The steel beam acquired in 2011 is approximately 14 feet long and is 6,800 pounds. EMU’s president at the time, Susan Martin, was reading the New York Times one night and saw a story that artifacts from the World Trade Center would become available to institutions upon request. There were nearly 1,300 artifacts recovered, and EMU received one of them.
The process between requesting the artifact and getting confirmation that they got it lasted months. Acquiring the beam itself took almost a year to receive. EMU was told the beam was theirs if they could come pick it up from the New York Port Authority.

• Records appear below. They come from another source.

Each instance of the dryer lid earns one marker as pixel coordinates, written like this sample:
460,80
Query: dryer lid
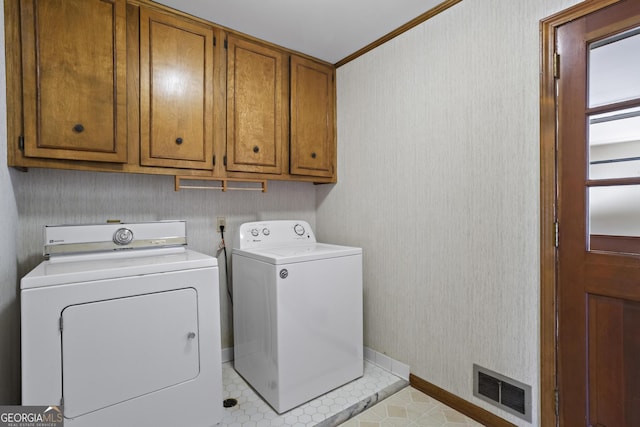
298,253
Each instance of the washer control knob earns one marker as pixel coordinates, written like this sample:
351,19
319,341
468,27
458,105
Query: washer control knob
299,229
122,236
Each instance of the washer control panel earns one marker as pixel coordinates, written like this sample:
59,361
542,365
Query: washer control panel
274,234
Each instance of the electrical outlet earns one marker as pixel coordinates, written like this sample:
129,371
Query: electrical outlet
222,222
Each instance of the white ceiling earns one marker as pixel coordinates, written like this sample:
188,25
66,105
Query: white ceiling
325,29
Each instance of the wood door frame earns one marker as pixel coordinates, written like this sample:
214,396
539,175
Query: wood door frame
548,194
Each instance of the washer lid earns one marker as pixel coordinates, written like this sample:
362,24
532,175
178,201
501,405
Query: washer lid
87,268
299,253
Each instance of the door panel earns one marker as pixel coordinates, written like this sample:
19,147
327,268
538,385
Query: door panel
312,118
176,92
74,83
256,100
119,349
598,269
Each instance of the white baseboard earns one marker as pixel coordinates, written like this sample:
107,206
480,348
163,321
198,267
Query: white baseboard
385,362
227,354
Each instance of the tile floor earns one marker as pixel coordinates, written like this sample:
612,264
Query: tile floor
327,410
378,399
412,408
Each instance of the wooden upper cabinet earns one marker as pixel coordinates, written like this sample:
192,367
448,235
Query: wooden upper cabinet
176,91
256,107
312,146
74,79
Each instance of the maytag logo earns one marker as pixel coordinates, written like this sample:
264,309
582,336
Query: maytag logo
31,416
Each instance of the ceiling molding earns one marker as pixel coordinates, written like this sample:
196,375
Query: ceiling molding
404,28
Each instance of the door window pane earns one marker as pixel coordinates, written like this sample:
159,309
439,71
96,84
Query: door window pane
614,69
614,144
614,219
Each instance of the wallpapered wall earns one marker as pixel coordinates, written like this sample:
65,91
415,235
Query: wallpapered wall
438,135
9,311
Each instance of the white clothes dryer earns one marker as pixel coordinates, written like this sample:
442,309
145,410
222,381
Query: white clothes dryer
297,312
121,326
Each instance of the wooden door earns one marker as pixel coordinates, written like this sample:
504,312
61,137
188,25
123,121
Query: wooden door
256,114
312,150
599,218
74,79
176,91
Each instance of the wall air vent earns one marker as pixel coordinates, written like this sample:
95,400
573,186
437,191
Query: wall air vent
508,394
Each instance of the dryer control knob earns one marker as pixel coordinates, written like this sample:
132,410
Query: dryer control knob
122,236
299,229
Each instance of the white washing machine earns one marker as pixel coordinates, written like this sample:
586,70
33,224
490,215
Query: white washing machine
297,312
121,326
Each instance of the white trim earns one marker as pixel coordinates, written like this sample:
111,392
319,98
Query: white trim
227,354
385,362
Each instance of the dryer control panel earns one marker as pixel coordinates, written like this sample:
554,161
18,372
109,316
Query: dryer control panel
274,234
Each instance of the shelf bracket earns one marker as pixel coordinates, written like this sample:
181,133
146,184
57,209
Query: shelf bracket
222,186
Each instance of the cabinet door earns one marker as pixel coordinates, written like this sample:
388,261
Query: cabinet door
312,150
256,112
176,92
74,79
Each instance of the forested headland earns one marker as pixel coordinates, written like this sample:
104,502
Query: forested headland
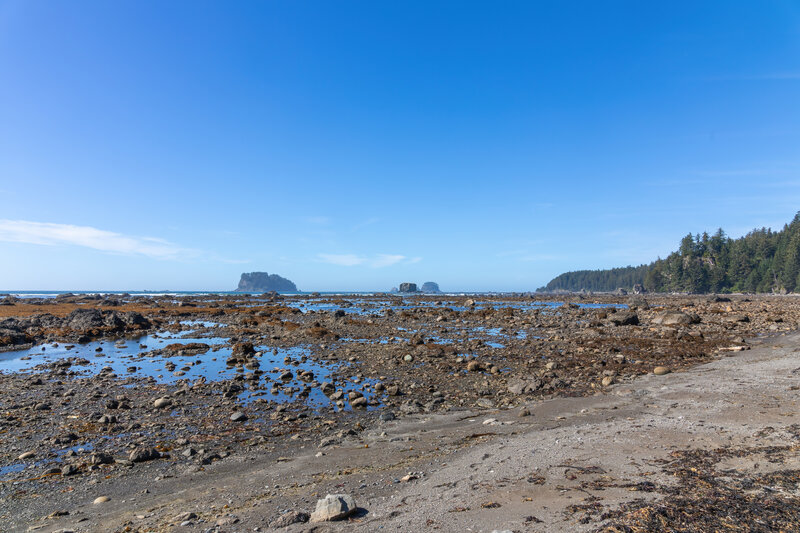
761,261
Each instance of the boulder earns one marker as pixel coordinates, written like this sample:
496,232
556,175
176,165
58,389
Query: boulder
525,386
142,454
624,319
288,518
334,507
674,318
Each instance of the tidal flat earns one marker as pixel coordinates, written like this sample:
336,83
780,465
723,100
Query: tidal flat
229,412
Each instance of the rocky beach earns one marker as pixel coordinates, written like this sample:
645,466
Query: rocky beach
477,413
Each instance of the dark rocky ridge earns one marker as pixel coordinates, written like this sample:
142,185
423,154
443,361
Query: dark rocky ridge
263,281
430,287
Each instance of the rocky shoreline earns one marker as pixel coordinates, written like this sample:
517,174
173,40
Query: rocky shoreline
161,388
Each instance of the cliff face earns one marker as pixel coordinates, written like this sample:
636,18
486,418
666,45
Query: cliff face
262,281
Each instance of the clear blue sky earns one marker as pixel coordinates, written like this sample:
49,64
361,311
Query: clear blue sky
355,145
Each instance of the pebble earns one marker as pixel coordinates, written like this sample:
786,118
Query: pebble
238,416
162,402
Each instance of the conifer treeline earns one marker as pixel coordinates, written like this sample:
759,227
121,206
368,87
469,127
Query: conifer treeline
761,261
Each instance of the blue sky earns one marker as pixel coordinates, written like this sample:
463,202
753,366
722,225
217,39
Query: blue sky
356,145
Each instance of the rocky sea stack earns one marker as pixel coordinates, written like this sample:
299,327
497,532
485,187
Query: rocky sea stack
262,282
430,287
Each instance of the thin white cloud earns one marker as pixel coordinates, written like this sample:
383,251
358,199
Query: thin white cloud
773,76
378,261
386,260
342,259
49,234
318,220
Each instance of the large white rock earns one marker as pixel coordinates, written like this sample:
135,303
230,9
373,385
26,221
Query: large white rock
333,507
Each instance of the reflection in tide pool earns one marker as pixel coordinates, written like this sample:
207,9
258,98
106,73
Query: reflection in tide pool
146,357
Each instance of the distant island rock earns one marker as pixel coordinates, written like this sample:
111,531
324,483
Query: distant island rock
263,282
430,287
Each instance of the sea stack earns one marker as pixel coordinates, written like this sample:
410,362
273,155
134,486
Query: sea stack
264,282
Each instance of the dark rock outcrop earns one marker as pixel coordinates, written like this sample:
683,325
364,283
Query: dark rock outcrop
408,287
430,287
263,282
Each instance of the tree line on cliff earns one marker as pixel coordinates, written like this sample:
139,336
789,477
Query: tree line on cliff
761,261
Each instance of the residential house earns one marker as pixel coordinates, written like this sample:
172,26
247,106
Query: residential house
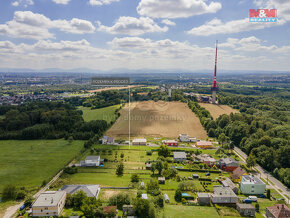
161,180
170,143
179,156
91,161
166,198
108,140
228,183
252,185
228,164
223,195
278,211
183,138
237,174
110,209
246,209
203,198
204,144
89,190
128,210
49,203
148,166
139,142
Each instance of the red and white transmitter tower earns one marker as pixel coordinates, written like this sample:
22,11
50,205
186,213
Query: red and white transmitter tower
214,86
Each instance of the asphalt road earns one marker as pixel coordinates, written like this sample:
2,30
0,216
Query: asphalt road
273,182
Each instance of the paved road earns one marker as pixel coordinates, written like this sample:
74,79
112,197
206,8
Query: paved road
274,183
10,211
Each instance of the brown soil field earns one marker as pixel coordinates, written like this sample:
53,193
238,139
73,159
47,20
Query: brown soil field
157,119
217,110
113,88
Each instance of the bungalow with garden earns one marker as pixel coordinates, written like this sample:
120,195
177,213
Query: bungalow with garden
228,164
49,203
203,198
161,180
91,161
223,195
252,185
246,209
170,143
107,140
204,144
179,156
278,211
89,190
139,142
237,174
228,183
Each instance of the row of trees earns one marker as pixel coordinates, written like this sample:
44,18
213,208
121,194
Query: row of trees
48,120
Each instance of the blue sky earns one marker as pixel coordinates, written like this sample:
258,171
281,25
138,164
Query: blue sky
142,34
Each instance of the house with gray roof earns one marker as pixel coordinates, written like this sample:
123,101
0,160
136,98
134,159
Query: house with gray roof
91,161
223,195
89,190
49,203
252,185
179,156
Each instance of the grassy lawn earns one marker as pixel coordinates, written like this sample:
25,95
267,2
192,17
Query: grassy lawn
172,211
107,113
28,163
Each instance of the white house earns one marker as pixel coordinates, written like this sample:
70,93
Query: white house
179,156
252,185
183,138
107,140
139,141
49,203
91,161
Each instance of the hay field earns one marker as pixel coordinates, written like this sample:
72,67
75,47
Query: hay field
157,119
217,110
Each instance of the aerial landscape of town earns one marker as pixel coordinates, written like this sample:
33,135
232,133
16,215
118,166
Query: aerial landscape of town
148,108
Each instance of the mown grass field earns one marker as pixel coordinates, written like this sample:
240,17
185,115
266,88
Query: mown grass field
28,163
157,119
173,211
107,113
217,110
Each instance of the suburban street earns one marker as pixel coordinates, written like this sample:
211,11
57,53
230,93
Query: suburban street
10,212
273,182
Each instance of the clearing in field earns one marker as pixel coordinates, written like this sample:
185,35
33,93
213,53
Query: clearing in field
29,163
159,119
217,110
107,113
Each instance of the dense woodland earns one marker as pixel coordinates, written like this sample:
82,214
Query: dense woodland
47,120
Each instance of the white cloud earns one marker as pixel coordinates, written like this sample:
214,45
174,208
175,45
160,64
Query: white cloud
63,2
101,2
24,3
26,24
176,8
140,53
132,26
168,22
216,26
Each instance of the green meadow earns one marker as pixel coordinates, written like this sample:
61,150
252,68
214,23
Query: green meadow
29,163
107,113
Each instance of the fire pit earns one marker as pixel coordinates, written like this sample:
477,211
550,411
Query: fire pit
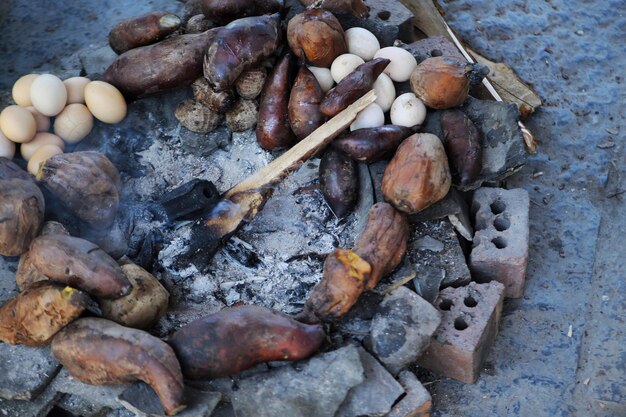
267,263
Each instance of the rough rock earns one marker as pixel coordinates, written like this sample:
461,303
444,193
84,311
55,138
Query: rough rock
315,387
402,329
375,396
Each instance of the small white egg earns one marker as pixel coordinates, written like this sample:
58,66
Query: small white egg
18,124
7,147
407,110
48,94
75,87
21,90
371,116
74,123
41,155
362,42
344,65
105,102
43,122
402,63
324,77
385,92
28,149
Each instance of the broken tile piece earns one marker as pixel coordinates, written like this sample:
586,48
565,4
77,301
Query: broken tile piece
25,371
471,316
315,387
402,328
375,396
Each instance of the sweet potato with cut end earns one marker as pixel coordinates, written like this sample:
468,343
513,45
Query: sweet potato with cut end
143,306
241,45
32,317
79,263
160,67
142,30
383,243
345,278
237,338
98,352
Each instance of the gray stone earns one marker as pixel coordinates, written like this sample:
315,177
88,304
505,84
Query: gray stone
315,387
25,371
375,396
402,329
141,399
96,60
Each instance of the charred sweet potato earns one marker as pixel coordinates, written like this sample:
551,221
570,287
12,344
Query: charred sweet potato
372,144
32,317
160,67
462,142
79,263
418,175
353,86
143,306
239,46
142,30
98,352
22,211
345,278
316,36
304,104
225,11
237,338
383,242
86,183
273,130
339,181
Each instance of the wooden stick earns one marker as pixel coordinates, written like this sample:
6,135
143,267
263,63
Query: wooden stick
309,146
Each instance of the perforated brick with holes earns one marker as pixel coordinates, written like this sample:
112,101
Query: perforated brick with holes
500,250
471,316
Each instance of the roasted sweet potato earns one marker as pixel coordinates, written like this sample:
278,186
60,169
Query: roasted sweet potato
145,304
372,144
225,11
237,338
383,242
304,104
273,130
32,317
98,352
345,278
79,263
353,86
142,30
239,46
160,67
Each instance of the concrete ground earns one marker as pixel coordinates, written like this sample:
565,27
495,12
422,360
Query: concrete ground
562,348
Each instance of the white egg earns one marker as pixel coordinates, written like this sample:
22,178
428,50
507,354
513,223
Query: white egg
344,65
371,116
362,42
407,110
402,63
7,147
75,87
385,92
324,77
48,94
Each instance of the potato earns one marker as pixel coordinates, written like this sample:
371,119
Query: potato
146,303
98,351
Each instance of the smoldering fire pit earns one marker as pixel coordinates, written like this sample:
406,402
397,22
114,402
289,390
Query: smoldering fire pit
367,364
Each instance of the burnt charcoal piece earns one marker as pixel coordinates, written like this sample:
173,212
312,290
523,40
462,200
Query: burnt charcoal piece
192,197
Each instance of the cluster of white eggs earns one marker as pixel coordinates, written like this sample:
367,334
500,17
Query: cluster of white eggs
73,103
404,110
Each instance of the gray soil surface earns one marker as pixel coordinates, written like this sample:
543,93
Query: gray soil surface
561,348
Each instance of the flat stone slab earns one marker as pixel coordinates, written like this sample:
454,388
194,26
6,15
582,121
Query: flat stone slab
316,387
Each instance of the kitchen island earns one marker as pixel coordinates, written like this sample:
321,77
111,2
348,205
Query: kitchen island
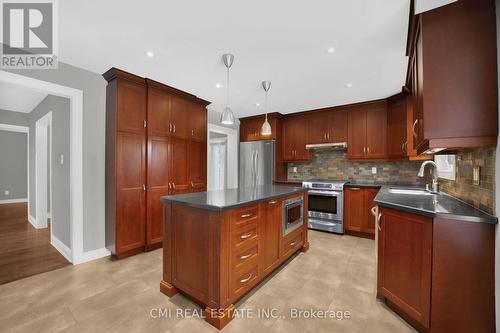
218,245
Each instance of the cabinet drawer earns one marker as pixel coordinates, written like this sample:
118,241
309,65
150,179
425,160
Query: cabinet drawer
244,280
244,235
292,242
244,214
246,256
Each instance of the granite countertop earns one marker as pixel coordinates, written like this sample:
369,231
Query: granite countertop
231,198
437,205
378,184
289,181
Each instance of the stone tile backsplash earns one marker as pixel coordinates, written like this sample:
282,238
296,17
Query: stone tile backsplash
481,196
333,164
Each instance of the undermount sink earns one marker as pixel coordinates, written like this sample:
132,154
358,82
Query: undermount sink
409,191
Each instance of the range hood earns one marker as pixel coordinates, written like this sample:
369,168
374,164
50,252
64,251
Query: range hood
333,145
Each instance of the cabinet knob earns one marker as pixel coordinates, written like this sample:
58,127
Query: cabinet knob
246,279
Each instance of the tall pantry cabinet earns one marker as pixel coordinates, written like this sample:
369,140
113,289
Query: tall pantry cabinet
156,144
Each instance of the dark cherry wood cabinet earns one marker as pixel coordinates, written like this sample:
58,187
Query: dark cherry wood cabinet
271,234
396,126
438,274
295,140
327,127
404,263
216,257
455,102
155,146
358,219
367,132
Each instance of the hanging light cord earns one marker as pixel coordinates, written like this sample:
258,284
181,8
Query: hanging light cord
227,88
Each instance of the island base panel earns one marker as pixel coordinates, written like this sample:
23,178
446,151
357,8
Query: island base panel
219,318
168,289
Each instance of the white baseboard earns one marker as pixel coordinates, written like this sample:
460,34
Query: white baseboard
32,220
61,247
92,255
3,202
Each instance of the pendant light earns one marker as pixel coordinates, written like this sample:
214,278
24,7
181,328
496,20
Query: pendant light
266,127
227,116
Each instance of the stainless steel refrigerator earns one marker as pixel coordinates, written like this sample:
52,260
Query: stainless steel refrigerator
256,163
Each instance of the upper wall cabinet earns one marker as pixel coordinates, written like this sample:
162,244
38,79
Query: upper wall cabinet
396,126
453,76
367,132
250,128
295,139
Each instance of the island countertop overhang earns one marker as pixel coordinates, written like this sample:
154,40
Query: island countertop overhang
231,198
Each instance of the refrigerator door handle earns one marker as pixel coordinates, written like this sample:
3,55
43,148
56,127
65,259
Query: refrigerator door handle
256,167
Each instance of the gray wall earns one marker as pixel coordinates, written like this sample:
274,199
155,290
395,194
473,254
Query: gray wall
13,165
14,118
94,101
60,108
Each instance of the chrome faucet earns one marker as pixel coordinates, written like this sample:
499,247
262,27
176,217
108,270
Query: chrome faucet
435,185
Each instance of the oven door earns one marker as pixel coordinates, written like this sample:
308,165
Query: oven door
326,205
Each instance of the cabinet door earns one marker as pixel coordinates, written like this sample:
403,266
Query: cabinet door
197,166
131,107
316,132
354,209
300,142
158,178
404,262
369,221
158,112
356,143
288,139
179,118
198,120
396,127
271,234
130,196
178,157
376,133
337,126
418,126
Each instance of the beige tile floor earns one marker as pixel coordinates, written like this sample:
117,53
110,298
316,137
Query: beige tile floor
337,273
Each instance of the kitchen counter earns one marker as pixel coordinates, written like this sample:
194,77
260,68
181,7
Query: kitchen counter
219,245
437,206
231,198
378,184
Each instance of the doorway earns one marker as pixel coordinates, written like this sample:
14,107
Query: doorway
222,158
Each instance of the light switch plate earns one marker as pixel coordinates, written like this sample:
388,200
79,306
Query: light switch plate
476,175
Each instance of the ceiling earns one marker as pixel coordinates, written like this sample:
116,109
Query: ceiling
18,98
283,41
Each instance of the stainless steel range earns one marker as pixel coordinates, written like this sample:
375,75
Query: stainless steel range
326,204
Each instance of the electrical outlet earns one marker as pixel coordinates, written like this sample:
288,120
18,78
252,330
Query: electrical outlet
476,175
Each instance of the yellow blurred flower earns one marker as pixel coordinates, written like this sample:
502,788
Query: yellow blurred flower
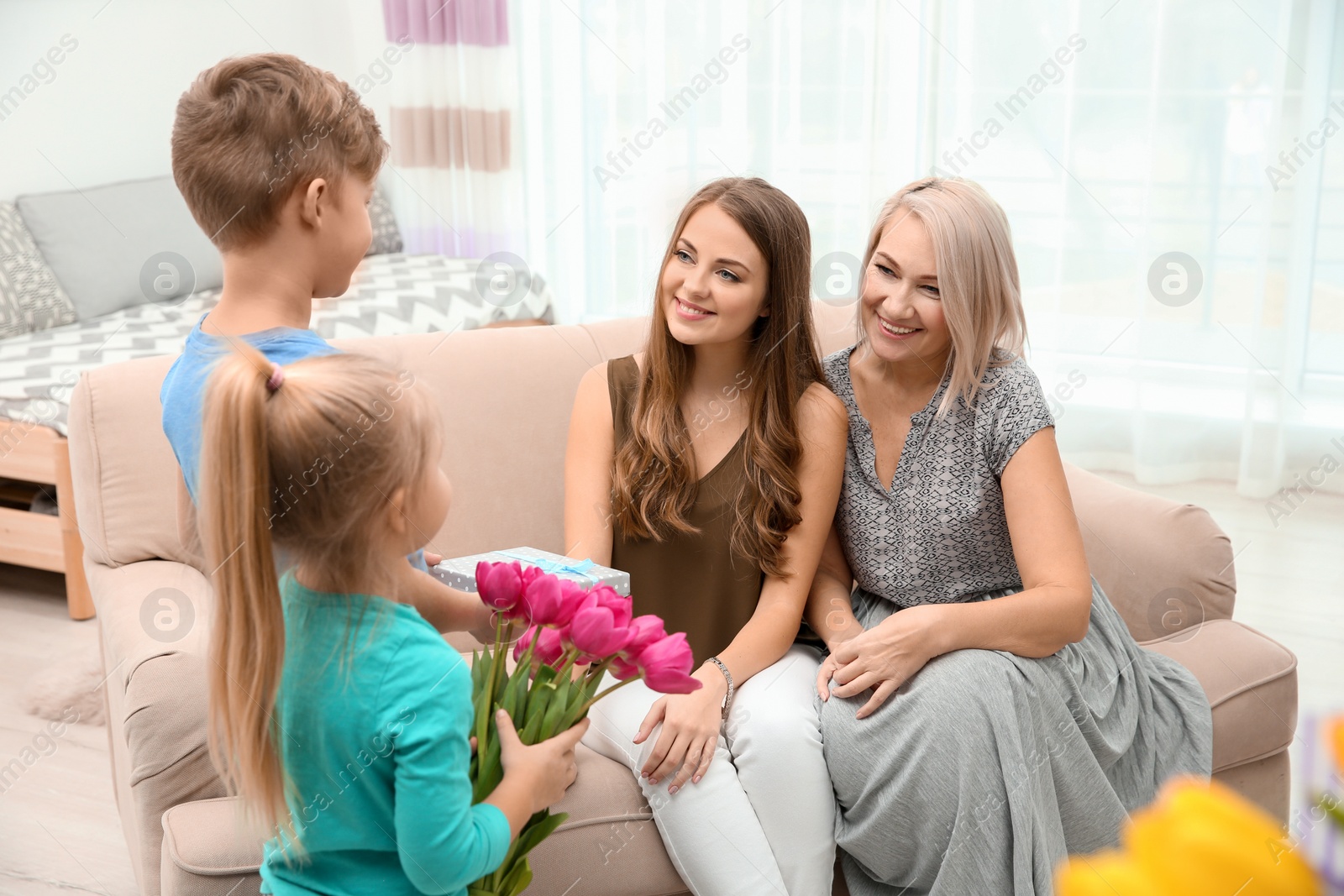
1196,840
1335,736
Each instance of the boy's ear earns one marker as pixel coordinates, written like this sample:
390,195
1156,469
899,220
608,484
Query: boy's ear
313,196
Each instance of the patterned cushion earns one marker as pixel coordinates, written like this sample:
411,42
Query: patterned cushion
389,295
30,297
387,235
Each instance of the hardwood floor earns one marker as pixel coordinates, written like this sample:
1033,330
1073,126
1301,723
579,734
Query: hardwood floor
60,831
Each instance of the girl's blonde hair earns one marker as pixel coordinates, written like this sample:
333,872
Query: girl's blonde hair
978,275
300,468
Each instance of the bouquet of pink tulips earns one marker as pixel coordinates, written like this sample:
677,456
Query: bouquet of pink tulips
571,637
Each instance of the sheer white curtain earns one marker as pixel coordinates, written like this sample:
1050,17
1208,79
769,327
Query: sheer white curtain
1183,280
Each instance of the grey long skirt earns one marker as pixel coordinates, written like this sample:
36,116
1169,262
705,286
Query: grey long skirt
985,768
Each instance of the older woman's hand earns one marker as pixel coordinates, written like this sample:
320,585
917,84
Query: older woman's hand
884,658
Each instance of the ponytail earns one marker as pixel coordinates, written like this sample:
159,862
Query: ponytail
248,634
295,465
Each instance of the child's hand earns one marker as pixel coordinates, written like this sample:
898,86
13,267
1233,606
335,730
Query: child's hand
550,765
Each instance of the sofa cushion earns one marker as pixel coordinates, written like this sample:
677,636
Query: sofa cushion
609,842
207,849
30,296
1166,567
1250,681
123,244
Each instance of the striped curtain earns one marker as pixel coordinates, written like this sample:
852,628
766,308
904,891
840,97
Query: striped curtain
456,181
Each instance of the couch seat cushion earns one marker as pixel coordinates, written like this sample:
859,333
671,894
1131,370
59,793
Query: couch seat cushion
1250,681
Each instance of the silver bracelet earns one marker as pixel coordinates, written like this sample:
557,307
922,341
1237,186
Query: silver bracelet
727,700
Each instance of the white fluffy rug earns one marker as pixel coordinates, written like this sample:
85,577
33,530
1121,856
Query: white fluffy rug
71,683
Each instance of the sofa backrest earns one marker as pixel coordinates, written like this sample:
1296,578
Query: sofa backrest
506,396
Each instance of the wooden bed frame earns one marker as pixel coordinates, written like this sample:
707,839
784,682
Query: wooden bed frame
37,453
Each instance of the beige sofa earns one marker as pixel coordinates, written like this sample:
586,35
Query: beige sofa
507,396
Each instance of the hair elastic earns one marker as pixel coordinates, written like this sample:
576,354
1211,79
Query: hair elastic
277,376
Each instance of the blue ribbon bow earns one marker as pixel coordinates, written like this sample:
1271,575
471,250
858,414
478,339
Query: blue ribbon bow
577,567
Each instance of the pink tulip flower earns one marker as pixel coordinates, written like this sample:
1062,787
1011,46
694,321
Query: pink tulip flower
647,631
501,584
612,600
667,665
596,634
542,600
622,671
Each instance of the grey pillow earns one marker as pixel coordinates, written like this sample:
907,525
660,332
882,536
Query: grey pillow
30,296
123,244
387,235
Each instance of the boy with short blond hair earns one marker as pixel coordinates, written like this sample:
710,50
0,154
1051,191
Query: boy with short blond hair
277,161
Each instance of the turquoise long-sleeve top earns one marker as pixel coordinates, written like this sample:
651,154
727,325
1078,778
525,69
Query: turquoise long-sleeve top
374,715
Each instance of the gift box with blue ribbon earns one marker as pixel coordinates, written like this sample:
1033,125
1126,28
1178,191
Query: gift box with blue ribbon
460,573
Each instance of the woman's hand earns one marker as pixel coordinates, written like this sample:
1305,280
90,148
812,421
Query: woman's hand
690,734
884,658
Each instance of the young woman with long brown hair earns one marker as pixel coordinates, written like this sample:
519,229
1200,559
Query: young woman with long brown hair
336,711
709,468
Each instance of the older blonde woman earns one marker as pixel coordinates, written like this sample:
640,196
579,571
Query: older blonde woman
987,711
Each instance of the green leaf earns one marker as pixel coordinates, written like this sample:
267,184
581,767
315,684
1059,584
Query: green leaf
517,879
555,711
533,835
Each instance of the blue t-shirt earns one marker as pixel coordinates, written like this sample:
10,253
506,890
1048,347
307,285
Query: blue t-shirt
374,714
183,392
185,387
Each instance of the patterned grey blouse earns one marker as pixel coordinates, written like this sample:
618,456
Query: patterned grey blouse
940,535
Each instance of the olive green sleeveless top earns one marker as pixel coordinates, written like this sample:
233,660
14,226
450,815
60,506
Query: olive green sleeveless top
694,579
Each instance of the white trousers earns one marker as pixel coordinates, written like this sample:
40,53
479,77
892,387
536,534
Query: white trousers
763,819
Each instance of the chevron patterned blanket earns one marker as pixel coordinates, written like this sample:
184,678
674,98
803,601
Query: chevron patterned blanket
389,295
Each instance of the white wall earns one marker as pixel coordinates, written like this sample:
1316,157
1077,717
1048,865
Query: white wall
105,112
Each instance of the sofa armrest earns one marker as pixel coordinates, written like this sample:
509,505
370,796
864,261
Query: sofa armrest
1167,567
154,621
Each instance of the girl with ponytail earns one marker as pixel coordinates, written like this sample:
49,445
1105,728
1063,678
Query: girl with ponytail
336,712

Head of the EMU physical plant at the time, John Donegan, and safety systems manager of the physical plant, Kevin Abbasse, were the two people who went to retrieve the beam. They took a flatbed truck from Ypsilanti to New York, N.Y. to pick up the beam. When arriving, a crane was brought in to retrieve it. They soon made their journey back to campus.
“For everyone it's an emotional thing to remember,” Walter Kraft, Vice President of Division of Communications at EMU, said. “We all knew the horrific circumstances that surround this beam.”
When stopping anywhere on the way back to Ypsilanti, people would approach the drivers about the beam. Many would want to touch the beam and would even cry seeing it. Everyone, including the drivers, were emotionally affected by this artifact.
The steel beam that the university received is from the 74th floor of the south tower, four floors below where the second plane crashed into the tower.
A committee consisting of faculty, staff, and others was created to find the perfect placement for the beam on EMU’s campus, putting a lot of thought and time into how to present this artifact. Originally, the plan was to place the beam outside of the university’s Halle Library. But after the committee was concluded, it was decided that they would build Pease park for the memorial.
The space around the Pease auditorium was quiet and accessible to all, being a major goal for the artifact. Another goal for the placement of the beam was to have it visible to not only the campus community, but to the surrounding community of Ypsilanti, and creating Pease Park was the perfect setting for that.
“We want people to be able to feel it,” Kraft said. “We wanted it to be accessible and touchable.”
When going to the edges of the beam, you can where it's been melted. This shows the force of the building collapsing by how it effected a large steel beam.
“We maintain the grounds, we maintain the pedestal that the beam is placed on, but we intentionally do not do anything to the beam to preserve it,” Kraft said. “It's a steel beam so it will be preserved for as long as it's there, and we want people to see it authentically.”
The pedestal the beam is placed on is engraved with a message about those who lost their lives on Sept. 11.
“In honor of the many lives lost in the attacks of September 11, 2001, and to recall the courage shown by so many on that day we solemnly place this memorial here may we forever remember their lives and their courage.”
The university plans to hold events in the future for 9/11 on milestone years rather than every year. They plan for an event in 2026 for the 25th anniversary of the attacks.
“I think it's important that we all never forget that day,” Kraft said. “It's a reminder of what happened and how precious freedom is and how precious life is, and is important for us to remember.”